Officials are only supposed to use the database for law enforcement purposes.

The report has district trustees questioning whether there are deficiencies in the KHSD Police Department’s chain of command and whether the district needs access to CLETS. Some are even questioning whether the district needs its own police force, Williams said.

“I’d say everything is on the table,” he said. “It would be my opinion that we’re better off having our own, but we’ve got to do a much better job. It’s hard for a school district to also be a police department. The police department has got to have some strong leadership in there and some strong systems and we’ve taken some steps to look at that, too.” 

Williams has talked to Superintendent Bryon Schaefer about the matter, he said. What there hasn’t been, however, is any full board meeting to address it.

At least one trustee, Jeff Flores, has requested such a meeting. Williams said one was going to be called for Thursday morning, but Schaefer postponed it. (Note: board trustees are the bosses of the superintendent and can call meetings on their own.)

“I don’t know the reason for it, but I trusted Dr. Schaefer has a very good reason for it. He’s earned that trust,” Williams said.

Some trustees say that in general there’s been a lack of communication between board members and administrators over the entire matter.

In addition to not hearing back on his call for a meeting, Flores said that when trustees were informed two months ago about a potential misuse of CLETS, administrators told him it was a personnel matter under investigation and they couldn’t elaborate.

“I think we’re having some communications issues internally,” Trustee Phillip Peters said. “I get the sensitivity of some of it being a personnel matter, but I don’t feel we’ve gotten as much information on the issue as we’d like to have.”

He also commended Lopeteguy, who’d been put on administrative leave after making his accusations, for blowing the whistle.

District officials issued a statement to The Californian Thursday continuing to say they couldn’t comment.

“The issue has been discussed with the Board of Trustees and will continue to be addressed with the board as information becomes available. The KHSD is unable to comment further due to an ongoing investigation,” district spokeswoman Lisa Krch said in an emailed statement.

Williams said he has been privy to more information from and discussions with Schaefer because he is the board president, something Flores took issue with.

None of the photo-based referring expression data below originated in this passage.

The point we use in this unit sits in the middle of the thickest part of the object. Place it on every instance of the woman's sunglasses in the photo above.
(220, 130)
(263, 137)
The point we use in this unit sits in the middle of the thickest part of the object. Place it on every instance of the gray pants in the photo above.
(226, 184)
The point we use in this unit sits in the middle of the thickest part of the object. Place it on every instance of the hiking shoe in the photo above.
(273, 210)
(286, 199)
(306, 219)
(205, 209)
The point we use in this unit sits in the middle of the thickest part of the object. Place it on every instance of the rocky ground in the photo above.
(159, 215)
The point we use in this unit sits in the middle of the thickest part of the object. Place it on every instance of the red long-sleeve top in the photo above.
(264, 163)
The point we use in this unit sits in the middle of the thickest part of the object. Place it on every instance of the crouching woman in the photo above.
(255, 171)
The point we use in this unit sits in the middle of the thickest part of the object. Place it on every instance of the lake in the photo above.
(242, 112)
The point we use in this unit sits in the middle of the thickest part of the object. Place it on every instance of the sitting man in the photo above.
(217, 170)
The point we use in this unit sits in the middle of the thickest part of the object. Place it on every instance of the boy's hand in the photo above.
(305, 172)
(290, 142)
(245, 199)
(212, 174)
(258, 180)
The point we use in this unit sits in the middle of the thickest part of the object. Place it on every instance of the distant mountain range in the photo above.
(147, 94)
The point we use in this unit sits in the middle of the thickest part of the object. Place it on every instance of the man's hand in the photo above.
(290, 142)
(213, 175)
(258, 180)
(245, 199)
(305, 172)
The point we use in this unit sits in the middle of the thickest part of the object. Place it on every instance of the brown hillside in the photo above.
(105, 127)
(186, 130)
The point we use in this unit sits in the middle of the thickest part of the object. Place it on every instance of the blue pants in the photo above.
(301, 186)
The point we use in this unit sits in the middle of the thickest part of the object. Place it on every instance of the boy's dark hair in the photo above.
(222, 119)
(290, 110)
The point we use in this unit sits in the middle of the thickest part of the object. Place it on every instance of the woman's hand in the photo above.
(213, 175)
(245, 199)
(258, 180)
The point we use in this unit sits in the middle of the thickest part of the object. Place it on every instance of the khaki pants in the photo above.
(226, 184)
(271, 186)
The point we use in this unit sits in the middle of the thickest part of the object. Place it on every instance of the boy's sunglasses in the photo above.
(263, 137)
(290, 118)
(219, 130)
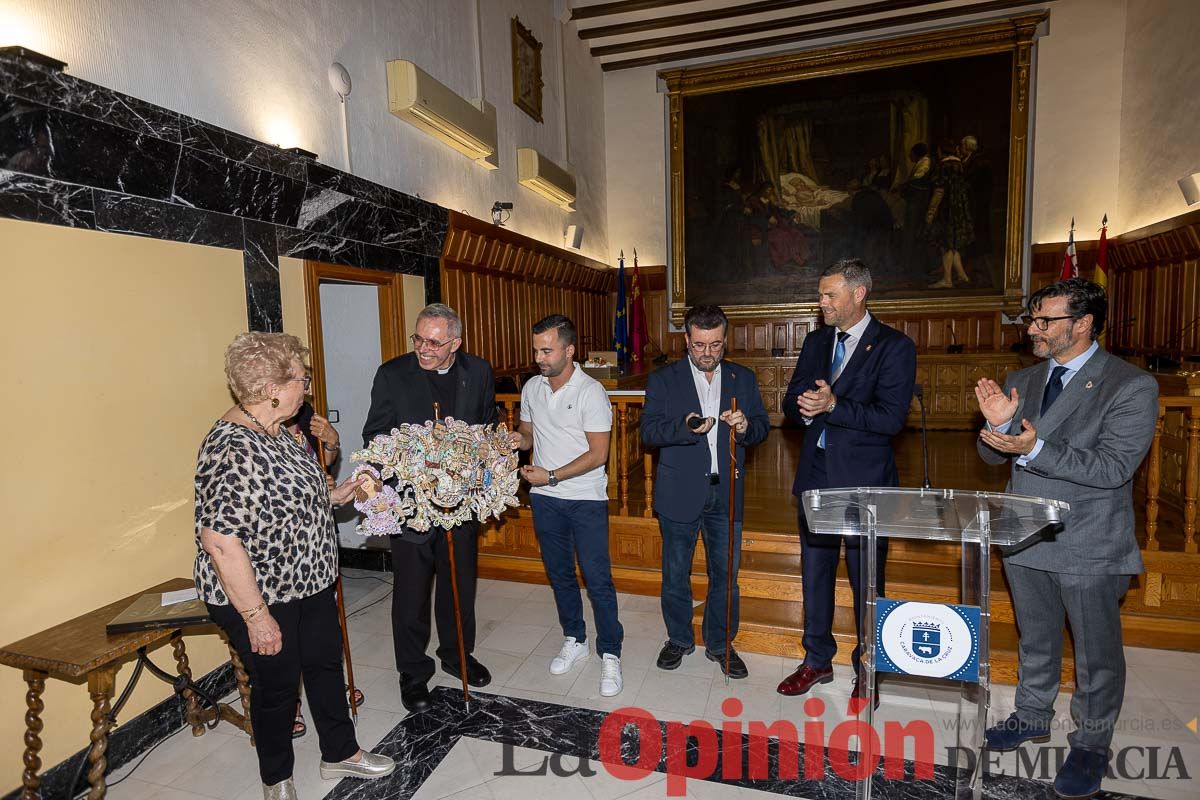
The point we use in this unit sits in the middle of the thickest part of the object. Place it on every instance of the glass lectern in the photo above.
(976, 521)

“We should be briefed about it collectively, not any one board member. No one should be excluded. The collective board should weigh in on this,” Flores said.

The Sheriff’s Office reports quoted KHSD staff as saying Athletics Director Stan Greene asked for some license plates to be run to keep tabs on student athletes. When Lopeteguy protested because it was illegal, Greene complained to his boss, Director of Pupil Personnel Otis Jennings, who reportedly said it had never been an issue for former district Chief Mike Collier.

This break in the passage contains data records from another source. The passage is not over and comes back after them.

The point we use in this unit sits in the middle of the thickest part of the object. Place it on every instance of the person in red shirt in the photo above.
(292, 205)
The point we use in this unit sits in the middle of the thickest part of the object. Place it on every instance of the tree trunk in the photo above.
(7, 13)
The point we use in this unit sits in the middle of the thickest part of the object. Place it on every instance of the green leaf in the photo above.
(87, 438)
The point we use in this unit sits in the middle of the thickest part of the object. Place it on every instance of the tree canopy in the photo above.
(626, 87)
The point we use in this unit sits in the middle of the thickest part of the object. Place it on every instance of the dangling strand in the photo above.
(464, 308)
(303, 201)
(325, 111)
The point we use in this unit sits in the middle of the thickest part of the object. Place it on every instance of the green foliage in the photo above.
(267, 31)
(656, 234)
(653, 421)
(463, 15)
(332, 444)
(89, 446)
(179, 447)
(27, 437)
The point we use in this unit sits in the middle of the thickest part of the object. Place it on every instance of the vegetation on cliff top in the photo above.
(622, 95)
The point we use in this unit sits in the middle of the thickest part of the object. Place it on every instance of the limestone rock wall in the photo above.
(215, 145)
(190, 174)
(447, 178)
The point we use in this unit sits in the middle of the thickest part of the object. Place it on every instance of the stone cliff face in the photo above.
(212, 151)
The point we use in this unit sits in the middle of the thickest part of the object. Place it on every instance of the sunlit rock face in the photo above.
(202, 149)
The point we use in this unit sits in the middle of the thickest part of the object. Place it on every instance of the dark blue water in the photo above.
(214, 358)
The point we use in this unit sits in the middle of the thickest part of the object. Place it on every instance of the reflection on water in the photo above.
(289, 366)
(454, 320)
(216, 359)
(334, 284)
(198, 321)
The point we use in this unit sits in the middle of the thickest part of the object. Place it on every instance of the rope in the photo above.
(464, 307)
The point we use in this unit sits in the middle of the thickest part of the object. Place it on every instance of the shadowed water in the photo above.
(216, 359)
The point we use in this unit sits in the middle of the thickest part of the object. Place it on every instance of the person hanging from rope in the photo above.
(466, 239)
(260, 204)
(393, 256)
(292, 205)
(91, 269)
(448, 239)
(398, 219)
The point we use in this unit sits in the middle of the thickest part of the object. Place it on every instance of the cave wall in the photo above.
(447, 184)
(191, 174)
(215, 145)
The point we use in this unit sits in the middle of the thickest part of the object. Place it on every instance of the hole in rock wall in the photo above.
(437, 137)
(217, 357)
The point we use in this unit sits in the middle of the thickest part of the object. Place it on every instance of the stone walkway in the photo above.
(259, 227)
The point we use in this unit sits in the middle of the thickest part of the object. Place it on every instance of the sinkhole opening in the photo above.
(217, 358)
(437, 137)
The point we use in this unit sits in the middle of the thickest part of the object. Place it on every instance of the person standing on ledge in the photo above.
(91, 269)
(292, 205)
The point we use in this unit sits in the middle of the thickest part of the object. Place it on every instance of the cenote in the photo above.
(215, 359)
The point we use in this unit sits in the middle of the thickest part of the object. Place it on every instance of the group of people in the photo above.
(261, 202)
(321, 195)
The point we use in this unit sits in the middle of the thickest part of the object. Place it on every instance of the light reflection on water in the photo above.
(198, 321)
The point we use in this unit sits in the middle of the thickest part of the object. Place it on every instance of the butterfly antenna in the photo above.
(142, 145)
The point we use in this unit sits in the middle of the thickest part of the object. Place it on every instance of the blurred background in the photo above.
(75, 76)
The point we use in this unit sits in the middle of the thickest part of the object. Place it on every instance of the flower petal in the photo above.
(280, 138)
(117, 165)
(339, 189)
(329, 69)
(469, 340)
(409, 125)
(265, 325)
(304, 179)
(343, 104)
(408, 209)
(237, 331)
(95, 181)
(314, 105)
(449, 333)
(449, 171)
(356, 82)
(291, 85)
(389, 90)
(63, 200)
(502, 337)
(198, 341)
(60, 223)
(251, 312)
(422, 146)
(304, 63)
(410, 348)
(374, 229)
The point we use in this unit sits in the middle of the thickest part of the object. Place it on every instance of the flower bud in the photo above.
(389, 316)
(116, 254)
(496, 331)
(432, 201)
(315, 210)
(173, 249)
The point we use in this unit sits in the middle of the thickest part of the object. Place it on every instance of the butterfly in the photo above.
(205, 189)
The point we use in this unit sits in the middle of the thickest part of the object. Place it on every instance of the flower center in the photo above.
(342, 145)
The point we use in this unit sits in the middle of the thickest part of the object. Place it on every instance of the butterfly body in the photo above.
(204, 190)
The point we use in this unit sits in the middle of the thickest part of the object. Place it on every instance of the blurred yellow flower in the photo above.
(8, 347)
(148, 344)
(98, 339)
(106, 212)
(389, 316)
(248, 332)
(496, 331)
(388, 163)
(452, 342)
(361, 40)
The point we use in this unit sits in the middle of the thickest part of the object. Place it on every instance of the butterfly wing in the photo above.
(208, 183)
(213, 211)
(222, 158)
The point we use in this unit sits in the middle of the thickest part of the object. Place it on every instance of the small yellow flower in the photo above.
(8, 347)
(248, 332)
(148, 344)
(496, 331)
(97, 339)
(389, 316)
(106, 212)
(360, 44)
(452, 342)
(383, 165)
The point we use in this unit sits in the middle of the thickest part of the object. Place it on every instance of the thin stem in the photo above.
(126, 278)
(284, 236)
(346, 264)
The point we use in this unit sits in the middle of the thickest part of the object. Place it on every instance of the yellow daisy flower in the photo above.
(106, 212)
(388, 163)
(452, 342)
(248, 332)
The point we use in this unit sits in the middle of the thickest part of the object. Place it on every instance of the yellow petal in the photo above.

The Sheriff’s Office recommended criminal misdemeanor charges against Collier and Jennings for allegedly furnishing information obtained from CLETS to a person not authorized to receive it. But the District Attorney’s office declined to prosecute due to lack of evidence.

Williams said one possible way to address the problem is to revoke KHSD Police Department access to the database.

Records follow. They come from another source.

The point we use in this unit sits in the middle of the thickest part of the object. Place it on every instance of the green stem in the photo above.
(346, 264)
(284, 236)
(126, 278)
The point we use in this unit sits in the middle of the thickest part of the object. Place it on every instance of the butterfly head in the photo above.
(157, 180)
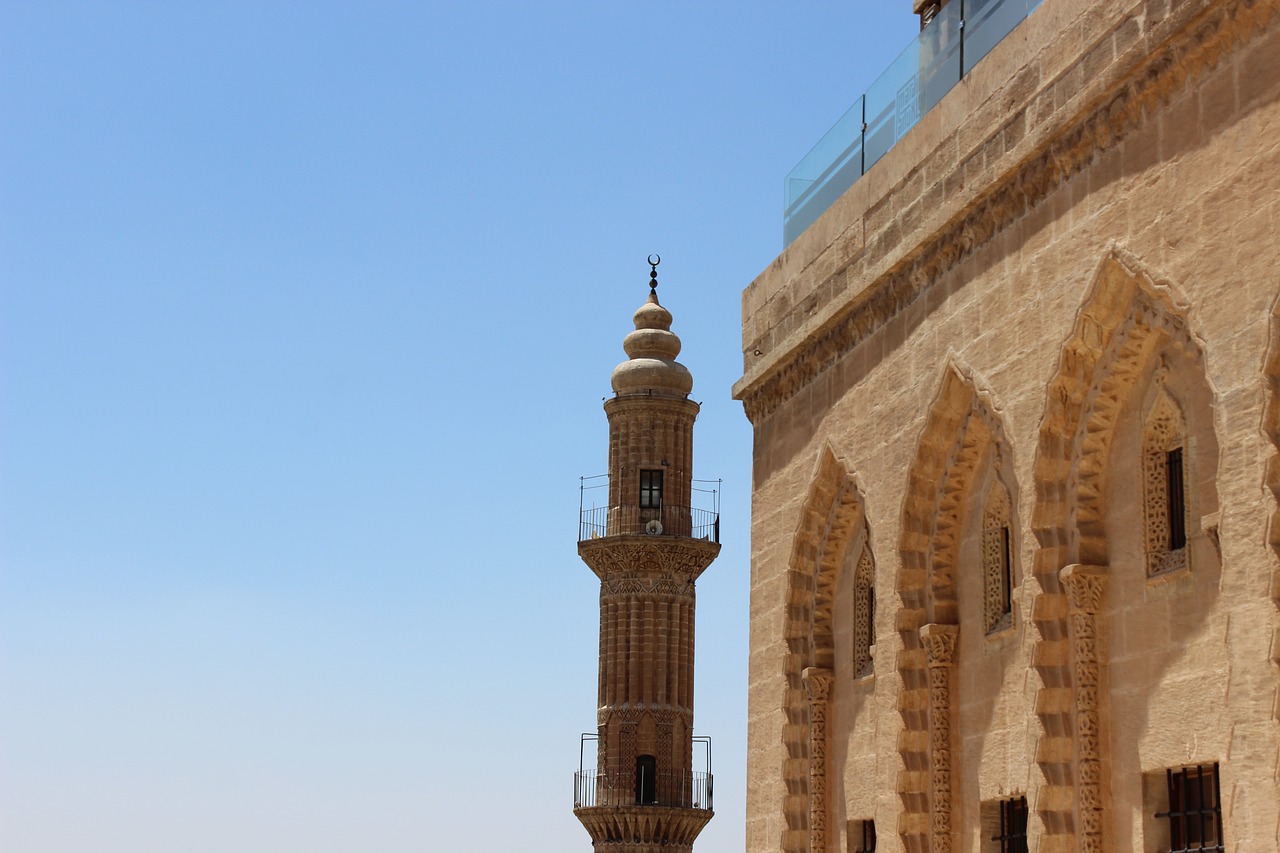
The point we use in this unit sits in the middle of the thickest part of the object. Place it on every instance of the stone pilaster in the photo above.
(817, 684)
(940, 644)
(1086, 587)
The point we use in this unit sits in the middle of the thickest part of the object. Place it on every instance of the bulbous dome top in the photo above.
(652, 350)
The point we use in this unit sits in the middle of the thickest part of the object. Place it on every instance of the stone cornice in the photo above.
(1120, 97)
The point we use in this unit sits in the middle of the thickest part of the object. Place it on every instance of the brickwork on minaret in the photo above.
(648, 548)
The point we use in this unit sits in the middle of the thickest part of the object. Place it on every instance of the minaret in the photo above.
(648, 547)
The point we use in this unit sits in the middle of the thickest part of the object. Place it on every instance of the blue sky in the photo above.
(306, 315)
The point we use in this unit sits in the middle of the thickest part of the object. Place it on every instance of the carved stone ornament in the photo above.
(1133, 96)
(632, 556)
(1086, 588)
(817, 683)
(940, 643)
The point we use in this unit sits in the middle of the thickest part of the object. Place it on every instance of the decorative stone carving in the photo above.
(831, 516)
(963, 429)
(1086, 587)
(864, 612)
(1128, 318)
(653, 557)
(1164, 430)
(1110, 118)
(996, 559)
(817, 683)
(940, 644)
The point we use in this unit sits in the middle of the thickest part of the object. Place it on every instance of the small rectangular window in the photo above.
(862, 836)
(1194, 811)
(1008, 817)
(1176, 498)
(1006, 571)
(650, 489)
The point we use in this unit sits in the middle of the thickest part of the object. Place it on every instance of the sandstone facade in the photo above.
(1016, 411)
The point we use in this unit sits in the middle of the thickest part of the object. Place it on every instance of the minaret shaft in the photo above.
(644, 794)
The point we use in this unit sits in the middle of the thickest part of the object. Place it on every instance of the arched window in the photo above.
(997, 570)
(864, 612)
(647, 780)
(1164, 486)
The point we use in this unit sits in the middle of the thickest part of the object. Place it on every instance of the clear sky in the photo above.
(306, 315)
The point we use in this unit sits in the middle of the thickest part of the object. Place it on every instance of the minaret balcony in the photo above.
(675, 789)
(690, 523)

“Maybe we should only have access through the sheriff, or the Bakersfield police,” Williams said. “I do believe that our police do need access to it, but maybe we need another layer between so that it doesn’t get misused in the future. People need to understand that when they make mistakes there’s a price.”

This isn’t the first time administrators have dabbled in district police matters. KHSD Officer Keith Powers testified during a trial this summer that it isn’t unusual for administrators to fill out district police department witness reports and suggest whether they pursue criminal charges.

The statement called into question the autonomy of the police force, and whether officers answered to a chief, or an administrator.

Williams said that there’s “definitely improvements” that need to be made within the department, and potentially with the chain of command.

Lopeteguy currently answers to a civilian — a staffer who works for Assistant Superintendent of Instruction Brenda Lewis, Williams said.

“Someone in her department is the acting commissioner who he reports to, who then reports to Brenda [Lewis],” Williams said. “I don’t know if that’s the problem but I think there’s going to be changes in that.”